いまだに、新型コロナの感染者数が2021年年始を上回り医療体制の逼迫が懸念される、などという者もいるが、半年前とはワクチン接種率が全く異なり、感染者に対する重症者の割合も低くなっているのに、なぜ同レベルで論じているのか不思議でならない。
ワクチン接種は重症者を少なくするという目的なので、感染者が増えても重症者の割合が増えなければ当初の目的通り施策は遂行していると言っていい。
そもそも、ワクチン接種者は抗体ができているため発症していないだけで、感染している者も数多くいる。
そこまでカウントすれば、今後「感染者数」は二次曲線のレベルで増えていくはずだ。
それでもワクチン接種が進めば、問題はない。
もし議論するのであれば、感染者が増えているのにワクチン接種が予定通りに進んでいない事である。

また、「ワクチン接種が進んでもデルタ株が」などと言う者もいるが、これはまったく状況を理解できていないだけ。
もし、デルタ株の蔓延で重症者が増えると言うのであれば、ワクチン接種を進めること自体意味がないという事になるので、今すぐワクチン接種を中止して日本中をロックダウンすべきだ。
そもそも、この日記でも何回も書いているが、新型コロナのRNAは長い一本鎖のため、インフルエンザのように変異種の性質が大きく変わると言う事態は起きにくい。
実際、デルタ株についてもかなり高い確率で、ワクチン接種により抗体ができる事も確認されている。
ちなみにインフルエンザはRNAが7~8本あり、そのタイプが入れ替わることによって性質の異なるパターンがおよそ144あるので、予防接種をしても異なるタイプに罹患する者が多いのだ。

前置きがかなり長くなったが、オリンピックが始まるという事で、1965年に公開された市川崑監督の「東京オリンピック」を見る。
噂には聞いていたが、記録映画ともドキュメンタリーとも芸術ともつかない映画だった。

まず、各会場建設のため、古い建物を壊す鉄球からスタートする。
その後は、アテネでの聖火の採火、アジア各国、日本国内の聖火リレーの映像が続く。
そして日本国内の準備の状況から開会式だ。
ここまでは予想通りだが、その後の競技の描き方が意表を突いた。
前半のほとんどは、陸上競技だ。
スローや長望遠カメラによるアップを多用し、選手の内面を描こうとしている。
陸上競技の後は、競泳や体操、ウエイトリフティング、ボクシング、レスリング、柔道など、おそらく競技日程通りに取り上げられていると思われる。

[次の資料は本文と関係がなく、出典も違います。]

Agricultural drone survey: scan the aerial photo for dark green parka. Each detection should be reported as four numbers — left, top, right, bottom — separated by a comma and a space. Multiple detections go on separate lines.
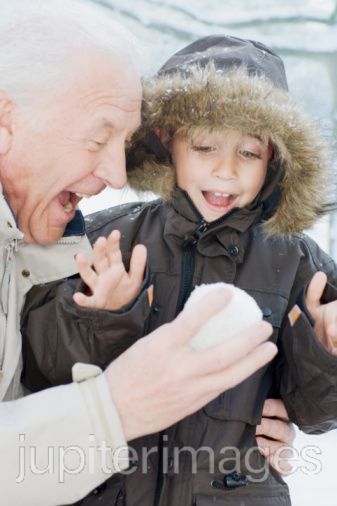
23, 37, 337, 506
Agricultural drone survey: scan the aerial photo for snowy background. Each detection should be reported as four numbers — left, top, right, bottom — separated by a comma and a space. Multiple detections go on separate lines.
82, 0, 337, 506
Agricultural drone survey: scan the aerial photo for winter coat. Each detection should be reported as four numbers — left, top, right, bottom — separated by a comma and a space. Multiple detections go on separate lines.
20, 192, 337, 506
0, 190, 126, 506
23, 36, 337, 506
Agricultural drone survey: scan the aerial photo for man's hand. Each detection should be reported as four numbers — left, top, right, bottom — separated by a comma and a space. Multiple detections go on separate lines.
105, 288, 277, 440
74, 230, 147, 310
256, 399, 295, 475
305, 272, 337, 355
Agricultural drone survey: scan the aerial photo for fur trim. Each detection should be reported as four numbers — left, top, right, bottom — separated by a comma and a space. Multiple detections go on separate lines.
128, 66, 327, 234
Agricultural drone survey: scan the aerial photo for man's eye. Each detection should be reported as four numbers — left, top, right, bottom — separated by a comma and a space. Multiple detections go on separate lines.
89, 140, 106, 151
192, 144, 216, 153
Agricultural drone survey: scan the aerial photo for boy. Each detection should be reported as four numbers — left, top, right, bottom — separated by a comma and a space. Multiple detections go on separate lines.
24, 36, 337, 506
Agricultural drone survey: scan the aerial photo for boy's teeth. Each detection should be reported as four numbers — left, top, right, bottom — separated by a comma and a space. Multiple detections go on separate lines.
213, 192, 229, 197
63, 202, 73, 213
75, 192, 91, 199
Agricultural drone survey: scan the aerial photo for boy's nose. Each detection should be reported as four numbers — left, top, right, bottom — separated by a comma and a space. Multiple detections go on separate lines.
214, 156, 236, 179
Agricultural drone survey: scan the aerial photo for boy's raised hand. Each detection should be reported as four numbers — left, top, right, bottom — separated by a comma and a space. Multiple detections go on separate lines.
305, 272, 337, 355
74, 230, 147, 310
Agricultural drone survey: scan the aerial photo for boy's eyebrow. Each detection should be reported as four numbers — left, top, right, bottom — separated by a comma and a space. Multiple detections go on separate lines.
248, 134, 266, 146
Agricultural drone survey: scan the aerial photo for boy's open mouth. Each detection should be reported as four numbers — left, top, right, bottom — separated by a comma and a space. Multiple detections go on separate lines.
202, 191, 238, 212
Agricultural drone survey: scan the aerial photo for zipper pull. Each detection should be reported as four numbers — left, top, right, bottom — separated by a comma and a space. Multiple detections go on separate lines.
184, 220, 209, 246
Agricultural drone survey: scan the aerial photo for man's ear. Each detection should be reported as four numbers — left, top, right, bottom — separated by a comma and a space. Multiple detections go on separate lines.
153, 128, 172, 151
0, 91, 13, 155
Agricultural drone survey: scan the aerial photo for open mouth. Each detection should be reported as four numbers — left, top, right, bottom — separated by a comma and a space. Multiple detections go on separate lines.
57, 191, 91, 214
202, 191, 238, 213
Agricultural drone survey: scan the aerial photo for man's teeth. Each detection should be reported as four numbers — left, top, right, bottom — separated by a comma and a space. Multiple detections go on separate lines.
75, 192, 91, 199
63, 202, 73, 213
213, 192, 230, 197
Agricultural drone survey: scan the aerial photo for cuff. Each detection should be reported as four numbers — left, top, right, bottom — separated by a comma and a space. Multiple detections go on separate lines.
72, 364, 129, 472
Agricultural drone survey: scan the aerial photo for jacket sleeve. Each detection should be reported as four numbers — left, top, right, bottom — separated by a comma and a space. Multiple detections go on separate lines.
278, 235, 337, 434
0, 366, 128, 506
21, 272, 150, 392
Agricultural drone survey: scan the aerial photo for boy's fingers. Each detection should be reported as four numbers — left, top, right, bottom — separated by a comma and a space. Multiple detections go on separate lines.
107, 230, 122, 266
76, 253, 97, 291
93, 237, 109, 274
305, 272, 327, 316
129, 244, 147, 287
193, 321, 272, 373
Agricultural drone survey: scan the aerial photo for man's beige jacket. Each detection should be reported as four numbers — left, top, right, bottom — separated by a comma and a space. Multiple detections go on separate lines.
0, 192, 127, 506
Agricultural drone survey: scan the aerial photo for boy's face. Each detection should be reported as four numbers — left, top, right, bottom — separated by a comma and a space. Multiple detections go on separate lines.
171, 131, 271, 222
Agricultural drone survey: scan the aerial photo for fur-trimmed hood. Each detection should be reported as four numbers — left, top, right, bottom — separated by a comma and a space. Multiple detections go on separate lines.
128, 37, 327, 234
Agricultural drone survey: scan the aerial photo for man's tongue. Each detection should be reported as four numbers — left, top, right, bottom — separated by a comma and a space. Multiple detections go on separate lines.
57, 191, 80, 213
58, 191, 70, 206
203, 191, 234, 207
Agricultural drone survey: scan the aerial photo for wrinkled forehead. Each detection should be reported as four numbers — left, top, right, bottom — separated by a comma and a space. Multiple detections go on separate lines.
173, 125, 270, 147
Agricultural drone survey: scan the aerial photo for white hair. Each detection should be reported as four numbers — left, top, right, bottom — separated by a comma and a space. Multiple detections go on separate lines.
0, 0, 139, 108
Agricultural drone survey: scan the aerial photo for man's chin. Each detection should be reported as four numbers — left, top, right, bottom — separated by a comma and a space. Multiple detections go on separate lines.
23, 226, 66, 246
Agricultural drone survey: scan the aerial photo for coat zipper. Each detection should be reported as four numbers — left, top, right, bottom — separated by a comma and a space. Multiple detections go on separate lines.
153, 192, 236, 506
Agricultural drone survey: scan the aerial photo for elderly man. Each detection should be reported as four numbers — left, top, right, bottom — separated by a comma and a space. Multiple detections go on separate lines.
0, 0, 292, 506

柔道は、よく「ヘーシングに日本の柔道は完膚なきまでに叩きのめされた」などと聞いていたので、神永が豪快に投げ飛ばされたのかと思ったが、袈裟固めによる1本勝ちだった。
東京オリンピック、しかも一番重要視される無差別級で敗れるという事が、当時はショッキングだったのかもしれないが、今、冷静に見れば、寝技での敗戦は「叩きのめされる」レベルとまでは、言えないのではないかとも思う。

競技の合間に、チャドから参加した青年を追った映像も流れた。
この部分はドキュメンタリーのようだった。
球技に関してはあまり時間が割かれていない。
「東洋の魔女」の女子バレーボールも、せいぜい5分程度だ。
そしてマラソンの後、閉会式の映像が流れるが、どの国の選手も入り乱れ、交流しているように更新する映像は感動的だった。

上映時間は2時間50分。
ハッキリ言って、かなり長い。
そして、リアルタイムで1964年の東京オリンピックを見ていない自分にとっては、正直感動は薄かった。
だが、2021年の開会式前日に放送された「新映像の世紀」によると、1964年の開会式は旧国立競技場に7万5000人の人が集まったが、競技場の外には8万人の観衆が駆け付けていたらしい。
開会式の入場行進も、競技場の外からスタートしていたとの事。
それを考えると、この映画も公開当時はかなりテンション高く受け入れられたのだろう。

2021年の記録映画が作られているのかどうかはわからないが、コロナ騒動があった事が逆に、記録映画としては感動的になるのではないか、と言う気もする。
もし劇場公開されるのであれば、ぜひ観に行きたい。


67.東京オリンピック(1965年)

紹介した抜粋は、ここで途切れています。